Who runs this site
PT-141 Doctor is an independent research-summary publisher. It is not a clinic, not a pharmacy, and not a manufacturer. It does not sell any product. It is not affiliated with the developer of bremelanotide, with any compounding pharmacy, or with any vendor. It is an editorial project — a careful reading of the published clinical record on a single compound, written for an adult lay reader who wants a serious starting point.
Why this site exists
Bremelanotide (PT-141) addresses a topic — female sexual desire — that is medically real but socially under-discussed. Many women searching for information feel hesitation about where they land on the internet, and much of what is available is either marketing copy from compounding vendors or fragmentary forum chatter that does not reflect the actual clinical record.
A clear, calmly written summary of the peer-reviewed evidence, the FDA-approved label, and the clinicians who study and prescribe the drug seems like a public good. That is what this site tries to be. It exists to give a reader a clean overview of what is known — and what is not — drawn from the same sources a careful clinician would consult.
Editorial standards
Every quantitative claim on this site — every dose, every effect size, every adverse event rate, every pharmacokinetic value — is keyed to a numbered citation on the references page. The sources are the published peer-reviewed clinical literature (the RECONNECT Phase 3 trials, the 52-week extension, the integrated safety analysis, the mechanism review), the FDA-approved prescribing information for bremelanotide, the LiverTox NIH/NCBI summary, and the 2024 / 2025 international consensus guideline.

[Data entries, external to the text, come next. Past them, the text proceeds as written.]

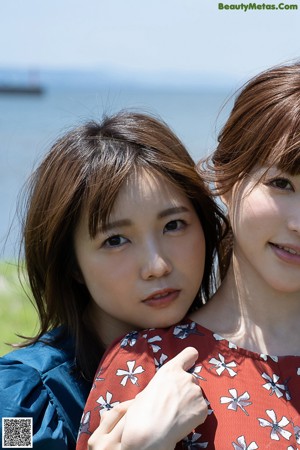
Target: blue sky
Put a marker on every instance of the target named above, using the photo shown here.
(188, 36)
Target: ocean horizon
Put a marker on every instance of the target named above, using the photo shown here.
(30, 124)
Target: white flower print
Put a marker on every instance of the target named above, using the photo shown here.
(160, 362)
(297, 433)
(209, 411)
(130, 374)
(191, 443)
(84, 426)
(98, 376)
(265, 357)
(236, 401)
(273, 386)
(241, 444)
(152, 341)
(220, 365)
(220, 338)
(130, 339)
(105, 403)
(276, 427)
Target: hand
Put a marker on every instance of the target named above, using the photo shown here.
(168, 409)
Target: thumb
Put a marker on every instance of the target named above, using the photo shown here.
(186, 358)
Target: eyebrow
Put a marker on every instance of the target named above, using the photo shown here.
(127, 222)
(171, 211)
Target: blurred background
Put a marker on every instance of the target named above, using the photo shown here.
(66, 61)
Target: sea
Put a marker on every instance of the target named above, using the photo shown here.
(29, 124)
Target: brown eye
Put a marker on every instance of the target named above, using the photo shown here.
(281, 183)
(174, 225)
(115, 241)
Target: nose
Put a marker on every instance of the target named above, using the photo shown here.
(294, 220)
(155, 264)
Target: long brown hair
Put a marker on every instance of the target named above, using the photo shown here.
(85, 169)
(263, 129)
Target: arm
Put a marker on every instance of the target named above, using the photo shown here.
(167, 410)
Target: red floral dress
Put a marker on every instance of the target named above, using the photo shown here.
(253, 400)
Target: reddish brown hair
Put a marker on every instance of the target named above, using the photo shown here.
(86, 169)
(262, 129)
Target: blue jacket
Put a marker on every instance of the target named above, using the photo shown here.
(39, 381)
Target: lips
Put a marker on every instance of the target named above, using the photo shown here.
(292, 250)
(287, 253)
(162, 297)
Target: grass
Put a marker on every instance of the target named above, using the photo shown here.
(17, 314)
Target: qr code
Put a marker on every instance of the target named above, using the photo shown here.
(17, 432)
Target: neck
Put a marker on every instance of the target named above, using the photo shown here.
(248, 312)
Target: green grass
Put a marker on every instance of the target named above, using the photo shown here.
(17, 314)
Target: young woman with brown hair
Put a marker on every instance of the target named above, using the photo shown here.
(248, 334)
(120, 233)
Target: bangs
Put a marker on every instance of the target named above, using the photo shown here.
(287, 159)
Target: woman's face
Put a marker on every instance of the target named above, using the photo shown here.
(265, 217)
(145, 268)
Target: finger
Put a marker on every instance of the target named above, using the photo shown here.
(109, 435)
(110, 418)
(186, 358)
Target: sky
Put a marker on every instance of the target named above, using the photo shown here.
(191, 37)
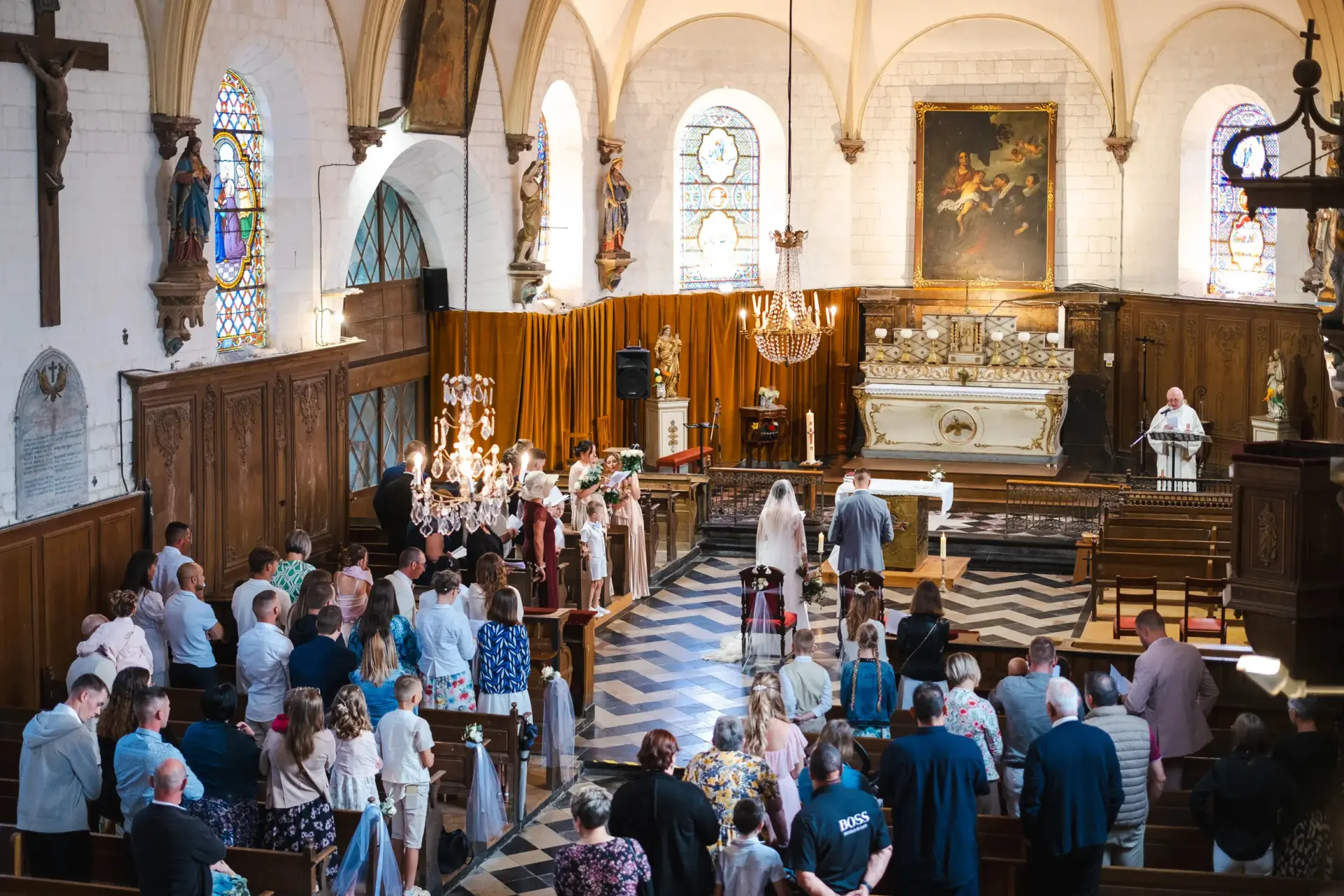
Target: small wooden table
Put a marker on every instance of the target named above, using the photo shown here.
(762, 430)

Where the literature shows uncertainty — for example, on the question of which downstream neural circuits mediate the desire effect — the uncertainty is described, not hidden. Where investigational programs exist outside the FDA-approved indication (obesity co-administration, PDE5 non-responder studies in men), they are labeled clearly as investigational and not approved.
This site does not editorialize beyond what the evidence supports. It does not recommend any course of action. It does not make claims about off-label use. It does not promote any vendor, pharmacy, or product.
What this site is not
PT-141 Doctor is not a medical practice. It does not provide medical advice, diagnose any condition, or prescribe any medication. Reading this site is not a substitute for evaluation by a qualified clinician — an obstetrician-gynecologist, a primary care physician, or a sexual medicine specialist — who has taken your history in person and can make the clinical judgments that matter.
The site does not sell anything. It does not link to vendors of compounded preparations. It carries no advertising. It is published as editorial commentary on publicly available research and FDA-approved prescribing information.